[ENBD] Two ENBD issues
Peter T. Breuer
ptb@it.uc3m.es
Wed, 27 Sep 2000 23:35:24 +0200 (MET DST)
"A month of sundays ago Daniel Shane wrote:"
> Hi,
Hi .. good to hear from you. I've been completely whacked by start of
term , department moving into new building, etc.
> Sorry for the delay, I will come back to the mmap problem later, but I
> have two issues right now.
>
> I dont know if you have an idea but, here is what happens.
>
> When a client shutsdown, nbd-server will sometimes use all the available
> CPU until another client reconnects (and sometimes not). Here is what a
> strace -p xxx shows :
> ]
> ....
> select(9, [8], NULL, [8], {360, 0}) = 1 (in [8], left {360, 0})
> read(8, "", 76) = 0
> select(9, [8], NULL, [8], {360, 0}) = 1 (in [8], left {360, 0})
> read(8, "", 76) = 0
Yes, well this is a wait (select) on a single socket for read.
It's also waiting for error. It's a 6 minute timeout, so what is
happening is obviously that it is getting an error return on the socket
immediately. It's followed by a zero read, so that seems likely.

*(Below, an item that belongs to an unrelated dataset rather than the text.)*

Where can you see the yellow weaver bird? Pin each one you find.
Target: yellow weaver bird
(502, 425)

I believe this must be the low level timeout on ALL network reads that I
introduced in order to comabt the lack of a network timeout in linux.
It doesn't help if the resd starts and then blocks, but it helps some.

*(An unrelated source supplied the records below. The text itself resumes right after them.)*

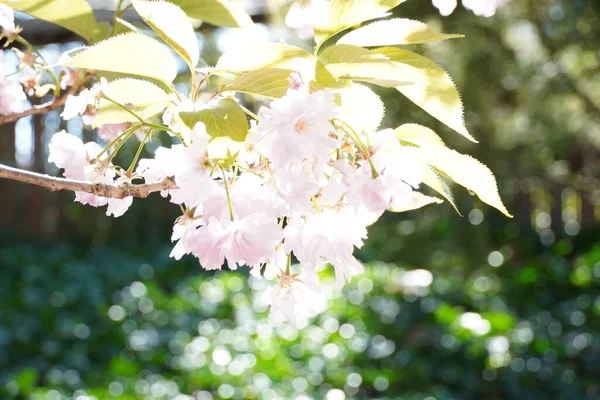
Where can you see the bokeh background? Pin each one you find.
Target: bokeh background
(451, 307)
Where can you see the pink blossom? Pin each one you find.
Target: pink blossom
(293, 295)
(327, 236)
(297, 127)
(7, 20)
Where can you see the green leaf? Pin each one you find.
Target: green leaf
(142, 97)
(173, 26)
(464, 170)
(361, 108)
(224, 118)
(434, 181)
(130, 53)
(346, 61)
(262, 55)
(414, 135)
(216, 12)
(324, 79)
(433, 88)
(270, 82)
(419, 200)
(342, 14)
(74, 15)
(393, 32)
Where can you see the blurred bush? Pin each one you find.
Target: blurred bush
(111, 325)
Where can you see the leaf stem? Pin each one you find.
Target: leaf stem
(249, 170)
(250, 113)
(139, 151)
(123, 135)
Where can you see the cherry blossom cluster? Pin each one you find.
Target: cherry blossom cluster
(304, 185)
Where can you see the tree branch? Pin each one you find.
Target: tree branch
(98, 189)
(42, 108)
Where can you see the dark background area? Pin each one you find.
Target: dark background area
(91, 305)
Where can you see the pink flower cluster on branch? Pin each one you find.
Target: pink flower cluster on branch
(303, 184)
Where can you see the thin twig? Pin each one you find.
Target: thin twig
(98, 189)
(42, 108)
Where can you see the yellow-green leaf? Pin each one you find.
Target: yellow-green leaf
(434, 181)
(224, 118)
(142, 97)
(342, 14)
(130, 53)
(74, 15)
(416, 134)
(217, 12)
(346, 61)
(418, 200)
(262, 55)
(361, 108)
(464, 170)
(173, 26)
(433, 89)
(270, 82)
(394, 31)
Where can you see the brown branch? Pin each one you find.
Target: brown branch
(98, 189)
(42, 108)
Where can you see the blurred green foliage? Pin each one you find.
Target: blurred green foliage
(109, 325)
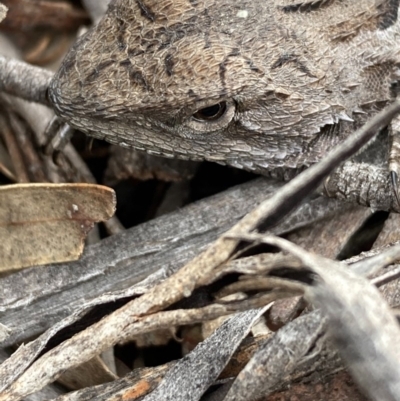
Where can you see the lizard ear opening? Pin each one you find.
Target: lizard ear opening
(213, 117)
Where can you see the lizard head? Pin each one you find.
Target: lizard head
(232, 82)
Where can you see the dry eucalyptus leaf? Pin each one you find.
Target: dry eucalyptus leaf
(47, 223)
(90, 373)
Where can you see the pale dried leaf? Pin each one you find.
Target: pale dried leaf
(47, 223)
(194, 373)
(3, 11)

if (select(self->sock+1,rfds,NULL,efds,timeout) <= 0) {
PERR("Read timed out in readnet: %m\n");
return -ETIME;
}
res = read(self->sock, buf, len);
You should see the error message in the log. This is probably what is
causing high CPU activity. Logging burns cpu.
(The timeout was 3*negotiate_timeout (3*120 = 360), but I reduced it in
2.4.14, or near.)
> 100% CPU usage. I had the same kind of poblem once with broken pipes,
> maybe there was a signal that wasnt caught idicating that the client has
> broken the link. But the read returns 0...
I believe that this is just fast retry, error, log message, retry,
error, log message, ...
What should the cure be? The intention is to stop reads hanging for
ever. But I've inadvertently stopped error from being reported. This
is really a call to readnet and it happens everywhere. I think part
of the problem is that I'm not reporting an error from select.
The select succeeds, but only because the socket is ready to report an
error! So I go on and let the socket report the read error. Hey!
But the read succeeds! It retirns 0, not negative.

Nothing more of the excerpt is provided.